En mi barrio hace días que los vecinos no aplauden. O que aplauden menos. Ahora a las ocho en punto pueden salir a pasear. También, claro, a las ocho y dos en punto. Y a las nueve tienen cacerolada contra el gobierno. Algunos balcones y terrazas siguen engalanados con banderas, esas que antes de la pandemia solían usarse solo en ciertos mítines políticos o para señalar alguna fiesta. Banderas que tampoco dicen nada, que separan más de lo que unen, con crespones negros bordados para la ocasión con el fin de remarcar la tragedia. Pero la nueva normalidad, como la vieja, no entiende de tragedias.

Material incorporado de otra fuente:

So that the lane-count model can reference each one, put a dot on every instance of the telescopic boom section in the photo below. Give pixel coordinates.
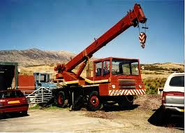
(133, 17)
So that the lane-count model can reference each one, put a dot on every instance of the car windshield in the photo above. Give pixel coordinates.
(125, 67)
(11, 94)
(177, 81)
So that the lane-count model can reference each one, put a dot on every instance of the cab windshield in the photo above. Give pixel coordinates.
(125, 67)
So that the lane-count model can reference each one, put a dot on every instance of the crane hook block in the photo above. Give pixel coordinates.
(142, 39)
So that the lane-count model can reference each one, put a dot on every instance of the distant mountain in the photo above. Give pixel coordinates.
(34, 56)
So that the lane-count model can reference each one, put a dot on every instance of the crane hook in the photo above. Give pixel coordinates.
(142, 36)
(142, 39)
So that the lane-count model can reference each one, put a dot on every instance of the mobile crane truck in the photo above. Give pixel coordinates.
(114, 79)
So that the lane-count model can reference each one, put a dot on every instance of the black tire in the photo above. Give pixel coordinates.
(60, 100)
(126, 101)
(93, 103)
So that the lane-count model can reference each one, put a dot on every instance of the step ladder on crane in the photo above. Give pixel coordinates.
(40, 96)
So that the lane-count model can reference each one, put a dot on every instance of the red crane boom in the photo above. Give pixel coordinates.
(132, 18)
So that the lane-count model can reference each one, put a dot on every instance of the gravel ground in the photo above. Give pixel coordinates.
(142, 117)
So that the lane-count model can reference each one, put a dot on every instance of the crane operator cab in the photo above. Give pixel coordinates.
(120, 76)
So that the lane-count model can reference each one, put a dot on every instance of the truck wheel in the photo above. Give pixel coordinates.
(93, 101)
(61, 99)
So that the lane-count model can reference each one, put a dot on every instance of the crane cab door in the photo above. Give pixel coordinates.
(102, 70)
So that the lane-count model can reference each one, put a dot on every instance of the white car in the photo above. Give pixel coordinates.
(173, 95)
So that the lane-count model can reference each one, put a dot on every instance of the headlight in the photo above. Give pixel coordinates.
(113, 86)
(140, 86)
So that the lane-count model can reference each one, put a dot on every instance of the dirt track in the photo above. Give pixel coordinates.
(111, 119)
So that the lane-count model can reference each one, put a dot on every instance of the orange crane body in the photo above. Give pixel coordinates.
(113, 78)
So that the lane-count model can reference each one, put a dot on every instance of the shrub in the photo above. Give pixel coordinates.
(152, 85)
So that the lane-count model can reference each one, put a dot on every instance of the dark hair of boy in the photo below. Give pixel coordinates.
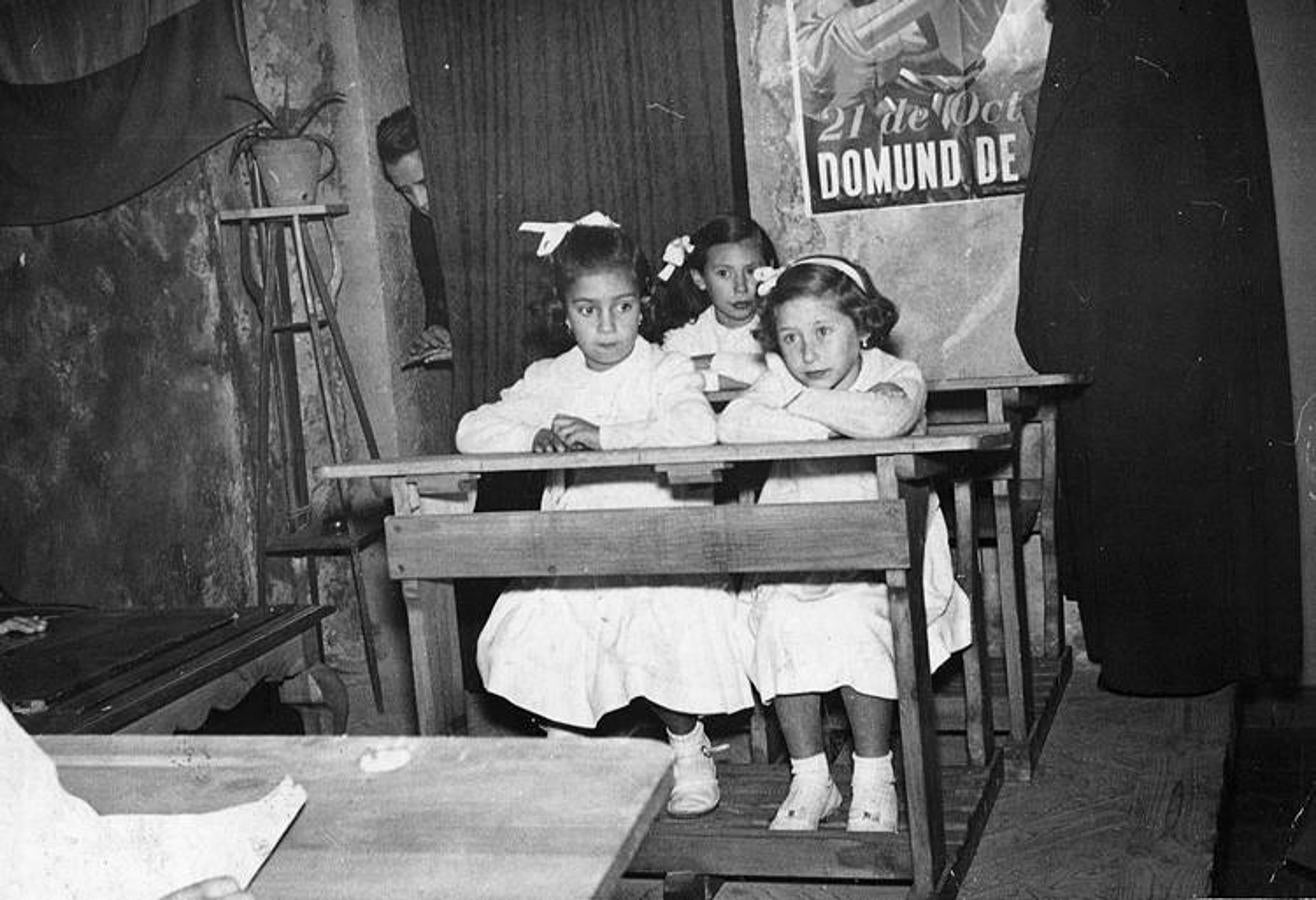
(871, 312)
(679, 300)
(584, 249)
(395, 136)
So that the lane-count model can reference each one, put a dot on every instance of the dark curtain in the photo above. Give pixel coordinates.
(545, 109)
(129, 108)
(1150, 261)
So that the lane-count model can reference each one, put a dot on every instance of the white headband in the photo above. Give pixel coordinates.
(766, 275)
(556, 232)
(674, 255)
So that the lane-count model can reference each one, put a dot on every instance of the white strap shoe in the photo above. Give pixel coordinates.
(695, 790)
(809, 801)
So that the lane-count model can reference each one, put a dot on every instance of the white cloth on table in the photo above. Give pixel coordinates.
(574, 649)
(736, 351)
(815, 632)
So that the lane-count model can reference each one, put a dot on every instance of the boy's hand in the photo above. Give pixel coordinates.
(578, 433)
(23, 624)
(212, 888)
(545, 441)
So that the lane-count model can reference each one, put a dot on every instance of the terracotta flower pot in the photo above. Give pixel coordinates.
(291, 169)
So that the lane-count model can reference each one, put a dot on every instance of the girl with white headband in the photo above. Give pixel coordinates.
(571, 649)
(823, 324)
(706, 303)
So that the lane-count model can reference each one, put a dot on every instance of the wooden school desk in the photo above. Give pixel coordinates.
(477, 819)
(101, 671)
(434, 536)
(1019, 501)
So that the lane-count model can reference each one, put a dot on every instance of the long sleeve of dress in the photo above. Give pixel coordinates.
(863, 413)
(509, 423)
(679, 416)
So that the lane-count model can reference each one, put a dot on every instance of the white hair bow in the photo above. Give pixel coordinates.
(766, 278)
(556, 232)
(674, 255)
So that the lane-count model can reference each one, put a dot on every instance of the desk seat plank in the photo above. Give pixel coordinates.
(729, 538)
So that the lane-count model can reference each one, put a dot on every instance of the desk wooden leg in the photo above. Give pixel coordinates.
(320, 698)
(436, 657)
(913, 684)
(1012, 613)
(978, 719)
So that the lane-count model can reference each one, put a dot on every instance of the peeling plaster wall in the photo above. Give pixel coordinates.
(1285, 34)
(124, 428)
(129, 359)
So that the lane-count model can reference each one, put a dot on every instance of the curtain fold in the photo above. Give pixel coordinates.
(112, 125)
(1149, 261)
(545, 109)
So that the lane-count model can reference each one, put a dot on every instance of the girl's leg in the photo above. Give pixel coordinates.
(873, 803)
(694, 790)
(870, 721)
(813, 795)
(677, 723)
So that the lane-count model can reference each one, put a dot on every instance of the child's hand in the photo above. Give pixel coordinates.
(212, 888)
(545, 441)
(23, 624)
(777, 387)
(578, 433)
(888, 391)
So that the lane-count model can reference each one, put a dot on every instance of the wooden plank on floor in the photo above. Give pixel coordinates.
(1123, 804)
(733, 841)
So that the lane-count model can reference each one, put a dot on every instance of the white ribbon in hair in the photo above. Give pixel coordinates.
(674, 255)
(556, 232)
(766, 276)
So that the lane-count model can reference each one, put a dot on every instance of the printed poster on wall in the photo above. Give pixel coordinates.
(915, 101)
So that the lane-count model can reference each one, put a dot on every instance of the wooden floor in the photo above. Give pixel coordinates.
(1124, 804)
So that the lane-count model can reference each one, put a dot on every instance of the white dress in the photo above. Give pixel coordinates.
(736, 351)
(808, 633)
(573, 649)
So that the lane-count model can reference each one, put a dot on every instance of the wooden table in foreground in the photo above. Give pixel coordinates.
(1019, 501)
(434, 537)
(477, 819)
(154, 671)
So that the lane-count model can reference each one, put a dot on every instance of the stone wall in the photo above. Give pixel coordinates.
(952, 269)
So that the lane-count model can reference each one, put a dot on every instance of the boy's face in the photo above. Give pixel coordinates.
(603, 315)
(407, 175)
(728, 276)
(819, 342)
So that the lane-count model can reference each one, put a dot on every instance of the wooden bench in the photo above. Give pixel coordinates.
(436, 537)
(1015, 503)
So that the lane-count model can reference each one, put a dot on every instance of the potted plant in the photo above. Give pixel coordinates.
(288, 159)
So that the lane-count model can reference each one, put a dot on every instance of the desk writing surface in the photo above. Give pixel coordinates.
(465, 817)
(96, 670)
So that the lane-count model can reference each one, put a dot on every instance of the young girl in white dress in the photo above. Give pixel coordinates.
(571, 649)
(704, 300)
(827, 376)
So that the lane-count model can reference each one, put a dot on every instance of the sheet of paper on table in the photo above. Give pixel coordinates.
(55, 845)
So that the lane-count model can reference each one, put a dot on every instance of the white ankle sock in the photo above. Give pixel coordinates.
(691, 737)
(812, 766)
(873, 769)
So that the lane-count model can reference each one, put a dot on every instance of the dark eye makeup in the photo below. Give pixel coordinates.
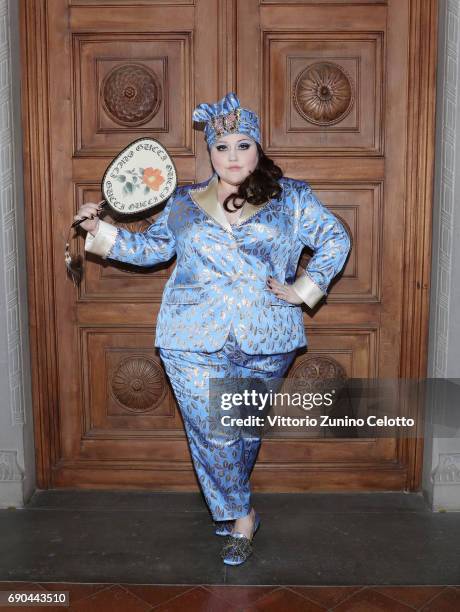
(241, 145)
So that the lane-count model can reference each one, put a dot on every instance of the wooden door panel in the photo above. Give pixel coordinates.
(345, 117)
(326, 115)
(359, 207)
(342, 102)
(129, 85)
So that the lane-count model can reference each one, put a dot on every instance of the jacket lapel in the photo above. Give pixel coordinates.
(206, 198)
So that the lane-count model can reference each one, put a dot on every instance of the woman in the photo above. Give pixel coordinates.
(231, 308)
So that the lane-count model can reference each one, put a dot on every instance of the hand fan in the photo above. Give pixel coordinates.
(140, 177)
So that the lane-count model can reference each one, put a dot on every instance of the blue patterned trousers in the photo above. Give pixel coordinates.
(223, 469)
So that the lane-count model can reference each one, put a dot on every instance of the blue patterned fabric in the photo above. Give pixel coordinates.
(221, 270)
(218, 319)
(223, 467)
(227, 117)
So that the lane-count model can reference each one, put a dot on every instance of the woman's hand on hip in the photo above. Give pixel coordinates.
(284, 292)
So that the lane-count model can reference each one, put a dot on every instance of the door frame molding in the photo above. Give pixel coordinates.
(38, 213)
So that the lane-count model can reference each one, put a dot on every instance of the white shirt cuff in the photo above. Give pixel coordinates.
(103, 241)
(307, 290)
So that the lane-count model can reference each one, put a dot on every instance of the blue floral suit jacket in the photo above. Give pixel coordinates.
(221, 270)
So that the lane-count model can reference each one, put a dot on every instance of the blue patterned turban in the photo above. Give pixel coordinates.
(227, 117)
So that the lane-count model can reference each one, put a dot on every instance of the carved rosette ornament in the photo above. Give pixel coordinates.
(138, 384)
(131, 94)
(323, 93)
(317, 375)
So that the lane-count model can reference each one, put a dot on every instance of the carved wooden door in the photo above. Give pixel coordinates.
(342, 106)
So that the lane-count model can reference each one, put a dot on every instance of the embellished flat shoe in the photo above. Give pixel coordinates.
(224, 527)
(237, 547)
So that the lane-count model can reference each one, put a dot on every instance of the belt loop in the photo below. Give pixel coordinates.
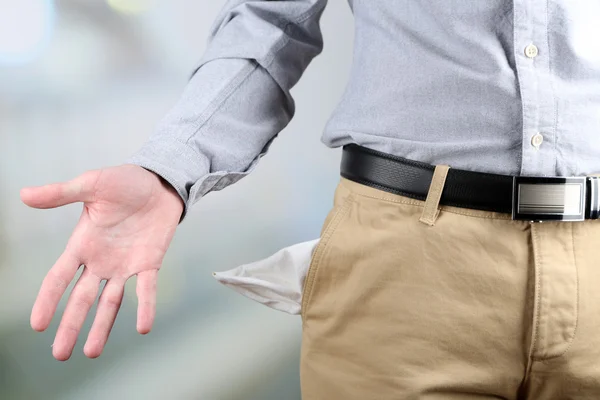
(431, 209)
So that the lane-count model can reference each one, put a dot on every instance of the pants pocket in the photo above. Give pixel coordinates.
(284, 280)
(276, 281)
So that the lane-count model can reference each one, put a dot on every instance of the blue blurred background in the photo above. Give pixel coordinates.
(82, 84)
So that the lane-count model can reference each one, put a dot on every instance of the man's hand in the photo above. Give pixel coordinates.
(128, 220)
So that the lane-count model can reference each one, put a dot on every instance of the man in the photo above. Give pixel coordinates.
(433, 278)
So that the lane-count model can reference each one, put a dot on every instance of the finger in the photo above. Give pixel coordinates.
(53, 287)
(108, 307)
(146, 293)
(60, 194)
(81, 300)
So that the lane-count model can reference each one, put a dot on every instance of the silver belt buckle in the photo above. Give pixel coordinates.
(550, 198)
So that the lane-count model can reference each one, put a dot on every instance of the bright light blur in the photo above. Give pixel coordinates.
(83, 90)
(130, 6)
(25, 28)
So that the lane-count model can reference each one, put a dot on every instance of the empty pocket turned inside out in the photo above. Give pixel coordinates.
(276, 281)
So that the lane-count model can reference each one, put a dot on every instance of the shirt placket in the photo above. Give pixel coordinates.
(533, 63)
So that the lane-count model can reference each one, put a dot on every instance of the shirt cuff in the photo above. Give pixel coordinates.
(176, 162)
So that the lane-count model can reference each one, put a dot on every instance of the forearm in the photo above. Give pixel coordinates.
(239, 98)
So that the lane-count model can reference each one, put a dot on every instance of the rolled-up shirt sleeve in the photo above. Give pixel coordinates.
(238, 99)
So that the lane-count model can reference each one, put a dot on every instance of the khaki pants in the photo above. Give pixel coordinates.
(476, 306)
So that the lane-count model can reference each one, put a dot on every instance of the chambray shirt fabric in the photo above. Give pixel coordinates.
(502, 86)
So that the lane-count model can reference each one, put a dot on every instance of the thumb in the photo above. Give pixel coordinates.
(60, 194)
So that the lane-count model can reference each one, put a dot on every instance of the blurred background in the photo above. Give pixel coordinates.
(82, 84)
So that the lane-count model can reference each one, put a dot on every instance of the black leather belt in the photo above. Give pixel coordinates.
(526, 198)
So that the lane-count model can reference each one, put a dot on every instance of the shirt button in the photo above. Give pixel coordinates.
(536, 140)
(531, 51)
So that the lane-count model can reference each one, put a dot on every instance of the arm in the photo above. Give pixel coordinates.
(239, 98)
(235, 104)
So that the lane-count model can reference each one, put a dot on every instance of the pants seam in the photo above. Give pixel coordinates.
(572, 338)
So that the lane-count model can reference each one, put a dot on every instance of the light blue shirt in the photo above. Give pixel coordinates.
(501, 86)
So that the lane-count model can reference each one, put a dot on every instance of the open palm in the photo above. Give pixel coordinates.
(127, 223)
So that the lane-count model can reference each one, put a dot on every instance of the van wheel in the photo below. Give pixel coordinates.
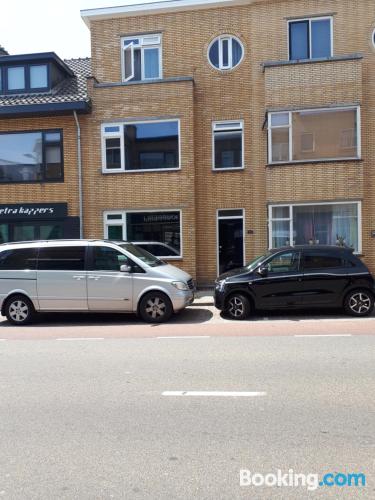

Ayer, a las ocho en punto, me asomé por curiosidad a la ventana. En el edificio de enfrente descubrí a un vecino que se disponía a aplaudir. Lo adiviné en su expresión, en su gesto. Pero no lo hizo. Escrutó durante algunos segundos las otras ventanas, como tratando de hallar un aliado, alguien en quien reconocerse, pero no lo encontró y volvió a meterse en casa. No hubo aplausos en mi barrio. Y después tampoco pasó nada. Porque después de los aplausos no hay nada, solo un vacío que se llena de vacío y un silencio espeso que se espesa. La nueva normalidad debe ser eso, actuar como si no existiera el virus y dejar de aplaudir los dos minutos que aplaudíamos cuando teníamos miedo.